Ulisse è orgoglioso di ciò che ha fatto e della propria vittoria, nonostante la perdita di numerosi compagni, ed ecco che quando si sente in una posizione di sicurezza, qualche cosa in lui scatta e lo porta a travalicare il limite posto dalla saggezza; la spirale egoica che cattura Ulisse lo spinge a schernire il Ciclope e a prendersi gioco dello sconfitto, ma questo non gli basta, la spirale continua e lo scherno si tramuta in qualcosa di più: Ulisse in quel momento vuole che l’impresa sia a lui riconosciuta.
L’incredibile potenza dell’ego si manifesta in modo irrefrenabile; Ulisse in questo passaggio esplicita un impulso umano che purtroppo non sempre si è in grado di controllare.
Quando si è stati bravi e si ottiene un risultato insperato, o quasi disperato, questo impulso arriva e si fa sentire sempre più forte, a volte anche spinto dalla grande sofferenza attraversata o subita.
Se l’approccio a questi momenti avviene con l’intento di ingaggiare situazioni di disaccordo o dinamiche conflittuali ciò che fa la differenza è “come” si decide di gestire questo impulso, la scelta del “come” può cambiare in modo radicale la qualità di vita futura.
Assecondare l’impulso, come mostra Ulisse, significa crearsi un nemico per la vita, creare disagio e conseguenze che non solo ricadono su chi agisce ma anche sulle persone che lo circondano.
Sopprimere l’impulso, può però essere altrettanto controproducente, ascoltarlo, capire che è una parte di noi, accettarla e scegliere in modo consapevole di non assecondarlo porta invece alla possibilità di agire in modo differente e di valutare le conseguenze di gesti o parole.

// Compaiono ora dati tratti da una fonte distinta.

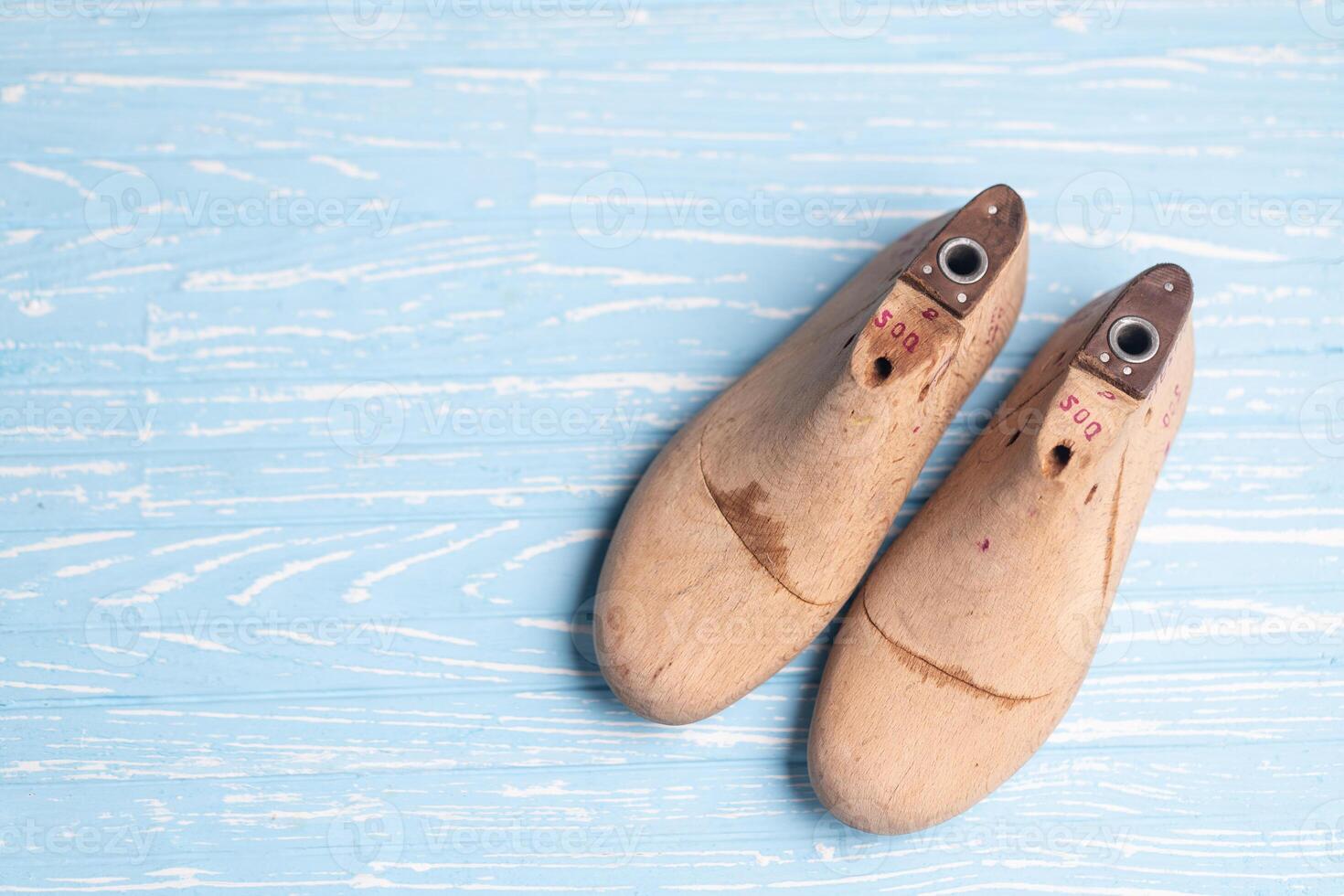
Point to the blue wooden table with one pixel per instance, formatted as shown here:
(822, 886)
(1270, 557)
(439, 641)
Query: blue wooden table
(334, 340)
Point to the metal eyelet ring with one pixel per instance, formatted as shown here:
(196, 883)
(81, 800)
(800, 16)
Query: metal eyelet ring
(1133, 338)
(963, 260)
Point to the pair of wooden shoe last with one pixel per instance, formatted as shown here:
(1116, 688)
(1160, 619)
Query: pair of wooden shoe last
(974, 632)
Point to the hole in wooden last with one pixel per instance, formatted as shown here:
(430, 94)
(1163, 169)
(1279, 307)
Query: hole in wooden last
(880, 371)
(1058, 460)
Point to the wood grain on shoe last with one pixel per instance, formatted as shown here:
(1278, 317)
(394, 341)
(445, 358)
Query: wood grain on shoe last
(975, 630)
(755, 521)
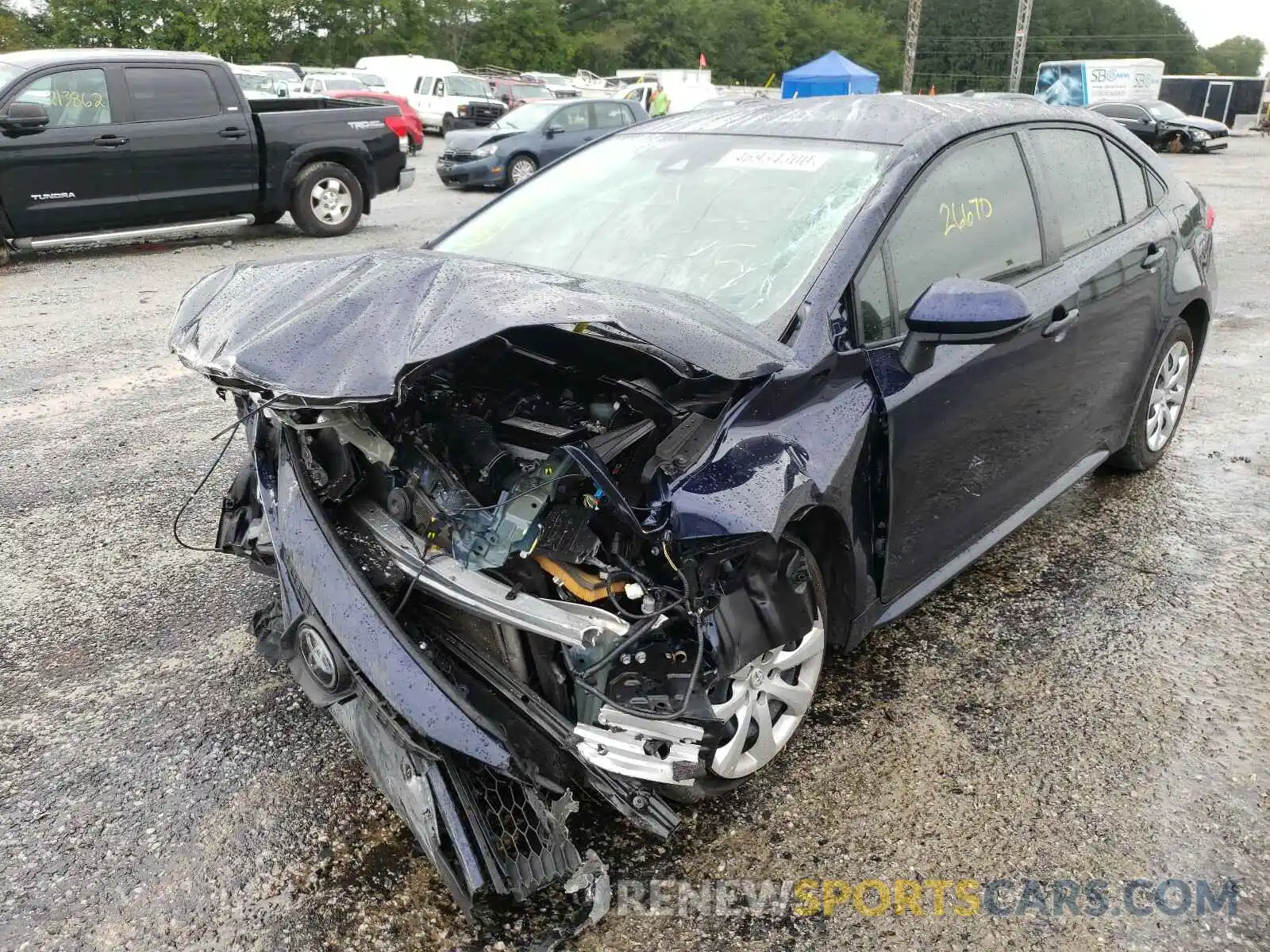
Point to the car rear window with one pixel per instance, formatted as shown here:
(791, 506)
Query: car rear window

Una seconda considerazione può essere fatta con riguardo alle parole di Polifemo, il contenuto della “maledizione”. In poche righe Omero riunisce tutte le conseguenze principali dell’impatto di un conflitto, mal gestito, sulla vita di una persona e di coloro che sono in relazione con lei.
La prima richiesta è che Ulisse non torni mai in patria, ma lo stesso Ciclope si rende conto che la sua richiesta potrebbe essere non accolta dagli Dei tanto che le sue parole potrebbero essere tradotte “vorrei ucciderti ma so che non posso allora farò di tutto per rovinarti la vita”; ed ecco che Ulisse arriva a casa dopo aver perso tutti i suoi compagni, deve mendicare la carità nella sua abitazione e uccidere i pretendenti di sua moglie Penelope.
Troppo spesso nella vita quotidiana e professionale è possibile vedere l’avverarsi di profezie simili; l’effetto dei conflitti sulla vita di alcune persone può essere davvero devastante, si perdono amici, relazioni familiari si incrinano, anni di battaglie disperdono energie e risorse, e alla fine si arriva stanchi e provati a scelte obbligate.
E’ chiaro come almeno da qualche migliaio di anni si conoscono le conseguenze di alcune dinamiche, eppure continuano a ripetersi poiché vengono nutrite da radici profonde di cui quasi si è persa memoria, riconoscerle, conoscerle e portarle a piena luce costituisce un valido strumento per iniziare a decidere, un passo alla volta, il “come”.